精神科学教室 主任教授

「リカバリーにはたす希望の役割」臨床精神医学 第43巻第4号:535-543,2014

2014.04.15

下記の抄録をご覧ください。関心をお持ちの方は是非ご一読下さい。

研究報告

リカバリーにはたす希望の役割 

池淵恵美 

抄録:精神障害者の障碍からのリカバリーが重要視されるようになっているが,主観的体験とともに客観的にも回復していくことが、支援する専門家の側からの目標となる。

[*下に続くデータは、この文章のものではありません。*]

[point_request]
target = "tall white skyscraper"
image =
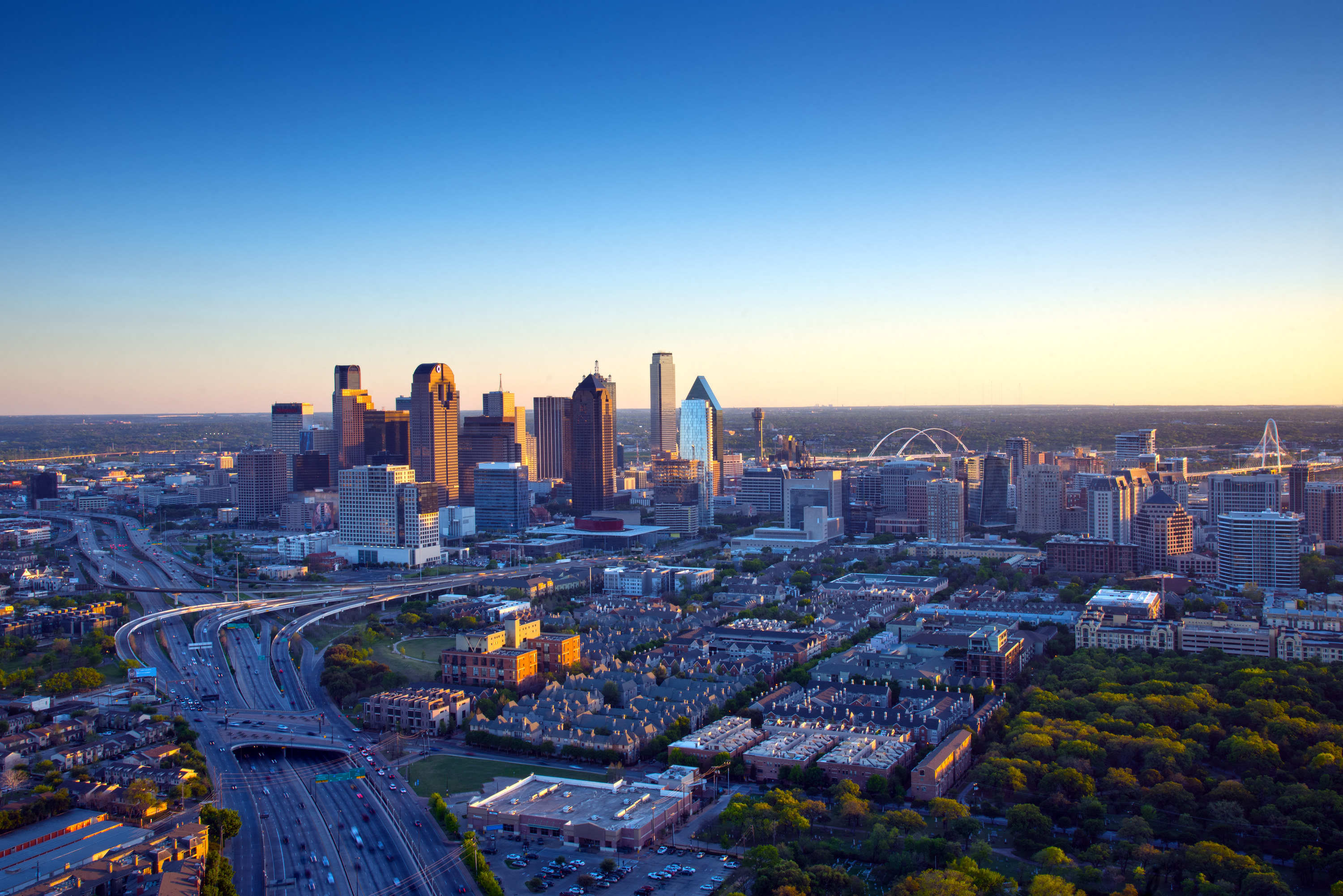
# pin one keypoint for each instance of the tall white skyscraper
(663, 410)
(696, 444)
(288, 419)
(1260, 547)
(946, 511)
(1108, 510)
(387, 516)
(1040, 499)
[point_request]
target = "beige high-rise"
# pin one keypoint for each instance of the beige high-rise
(663, 403)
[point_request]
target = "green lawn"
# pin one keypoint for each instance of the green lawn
(415, 670)
(429, 647)
(460, 774)
(320, 636)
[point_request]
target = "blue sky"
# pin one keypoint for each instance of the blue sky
(211, 205)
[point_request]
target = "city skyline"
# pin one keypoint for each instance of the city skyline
(798, 179)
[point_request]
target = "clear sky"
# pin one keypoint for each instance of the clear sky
(206, 206)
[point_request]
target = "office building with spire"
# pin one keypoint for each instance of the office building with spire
(1162, 530)
(593, 437)
(552, 415)
(1021, 453)
(348, 406)
(695, 425)
(663, 405)
(436, 409)
(1133, 445)
(1040, 500)
(499, 435)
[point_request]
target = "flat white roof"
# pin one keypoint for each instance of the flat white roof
(1115, 598)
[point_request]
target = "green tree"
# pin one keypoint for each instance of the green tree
(1052, 886)
(225, 824)
(1031, 829)
(941, 808)
(1052, 858)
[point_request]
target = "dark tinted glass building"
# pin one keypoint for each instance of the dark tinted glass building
(554, 421)
(484, 439)
(387, 437)
(594, 448)
(312, 471)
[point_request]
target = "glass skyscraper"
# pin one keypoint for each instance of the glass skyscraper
(663, 402)
(436, 409)
(696, 444)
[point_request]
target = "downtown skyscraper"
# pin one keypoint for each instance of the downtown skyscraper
(554, 421)
(696, 444)
(436, 407)
(663, 406)
(594, 448)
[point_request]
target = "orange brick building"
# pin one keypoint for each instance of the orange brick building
(939, 772)
(555, 652)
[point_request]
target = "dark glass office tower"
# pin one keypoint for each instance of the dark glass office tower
(594, 448)
(703, 393)
(988, 503)
(1022, 455)
(436, 407)
(554, 418)
(387, 437)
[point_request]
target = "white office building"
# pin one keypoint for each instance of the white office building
(696, 444)
(386, 516)
(1260, 549)
(1130, 446)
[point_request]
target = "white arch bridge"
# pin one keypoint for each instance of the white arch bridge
(916, 433)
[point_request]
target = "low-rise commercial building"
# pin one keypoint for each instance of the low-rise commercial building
(1079, 555)
(1239, 637)
(857, 759)
(415, 710)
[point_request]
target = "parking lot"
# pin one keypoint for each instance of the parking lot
(515, 880)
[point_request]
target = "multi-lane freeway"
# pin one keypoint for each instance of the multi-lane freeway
(269, 731)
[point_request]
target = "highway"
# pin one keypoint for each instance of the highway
(269, 730)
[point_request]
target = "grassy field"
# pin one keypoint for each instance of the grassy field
(414, 668)
(429, 647)
(457, 774)
(320, 636)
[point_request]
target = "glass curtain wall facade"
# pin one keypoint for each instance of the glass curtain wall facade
(554, 421)
(696, 444)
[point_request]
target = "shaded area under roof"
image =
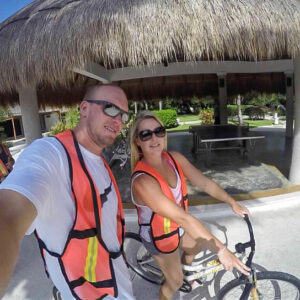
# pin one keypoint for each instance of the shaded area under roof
(42, 43)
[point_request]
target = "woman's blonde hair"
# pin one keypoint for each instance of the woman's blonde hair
(135, 152)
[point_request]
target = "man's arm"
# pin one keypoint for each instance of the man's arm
(16, 215)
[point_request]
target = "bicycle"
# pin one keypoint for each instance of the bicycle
(257, 286)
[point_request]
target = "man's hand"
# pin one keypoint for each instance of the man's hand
(240, 210)
(230, 261)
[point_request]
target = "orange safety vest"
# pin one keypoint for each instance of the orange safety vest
(164, 231)
(86, 263)
(3, 170)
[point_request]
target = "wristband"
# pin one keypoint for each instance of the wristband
(221, 250)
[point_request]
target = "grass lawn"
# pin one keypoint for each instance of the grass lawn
(255, 123)
(186, 118)
(252, 124)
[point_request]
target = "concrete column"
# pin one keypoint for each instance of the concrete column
(135, 107)
(222, 84)
(160, 105)
(289, 84)
(30, 114)
(295, 163)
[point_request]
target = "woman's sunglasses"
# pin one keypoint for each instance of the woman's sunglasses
(146, 135)
(111, 110)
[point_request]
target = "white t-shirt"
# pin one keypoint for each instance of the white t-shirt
(41, 174)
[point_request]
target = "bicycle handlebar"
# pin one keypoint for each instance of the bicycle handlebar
(241, 247)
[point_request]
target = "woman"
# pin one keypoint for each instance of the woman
(158, 190)
(6, 162)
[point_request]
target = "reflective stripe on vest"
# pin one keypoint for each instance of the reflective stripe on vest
(165, 232)
(86, 263)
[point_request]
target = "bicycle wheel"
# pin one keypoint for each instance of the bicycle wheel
(140, 260)
(270, 285)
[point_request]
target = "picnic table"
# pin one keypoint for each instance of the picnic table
(208, 138)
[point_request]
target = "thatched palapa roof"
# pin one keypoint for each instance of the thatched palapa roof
(42, 43)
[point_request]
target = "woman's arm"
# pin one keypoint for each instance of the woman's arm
(207, 185)
(147, 191)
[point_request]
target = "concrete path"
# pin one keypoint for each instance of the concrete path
(276, 225)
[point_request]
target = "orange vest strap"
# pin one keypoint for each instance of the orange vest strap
(92, 276)
(165, 232)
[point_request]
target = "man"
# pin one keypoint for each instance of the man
(62, 190)
(6, 162)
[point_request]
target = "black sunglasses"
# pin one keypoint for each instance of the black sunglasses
(146, 135)
(111, 110)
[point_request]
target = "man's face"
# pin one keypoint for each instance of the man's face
(103, 129)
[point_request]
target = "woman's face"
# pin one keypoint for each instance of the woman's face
(154, 143)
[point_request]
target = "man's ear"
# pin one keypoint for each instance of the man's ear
(83, 109)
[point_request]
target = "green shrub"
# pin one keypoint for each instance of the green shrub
(57, 128)
(255, 112)
(167, 116)
(70, 121)
(72, 117)
(207, 116)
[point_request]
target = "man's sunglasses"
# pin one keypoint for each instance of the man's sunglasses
(146, 135)
(111, 110)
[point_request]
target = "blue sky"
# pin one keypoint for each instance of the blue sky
(9, 7)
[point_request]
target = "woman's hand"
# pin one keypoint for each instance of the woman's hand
(239, 209)
(230, 261)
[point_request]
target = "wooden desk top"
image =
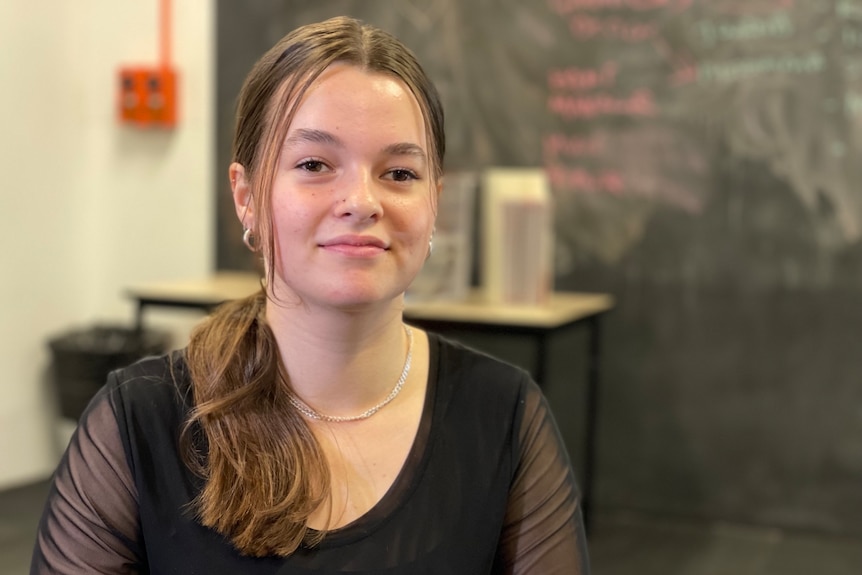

本論ではまずリカバリーの考え方を整理し、次に主に客観的回復についての転帰調査の中で,近年の薬物療法の発展によってもリカバリーしていく人たちが飛躍的に増えているわけではないのではないか、という筆者の問題意識を明確にした。そしてリカバリーに欠かせない希望を持つことについて、「希望学」を紹介し、希望をはぐくむうえで重要な社会的・個人的背景を紹介した。そのうえでリカバリーを支援する中で希望を持ち、その実現をしていくことが困難になる障壁について、社会・治療システム・支援者の理念や技術・関係性・疾病性の視点から整理した。さらに症例を通してどのような困難が実際のケースで生じやすいかを類型化し、希望学を参照しつつ,支援の方向性や課題について論じた。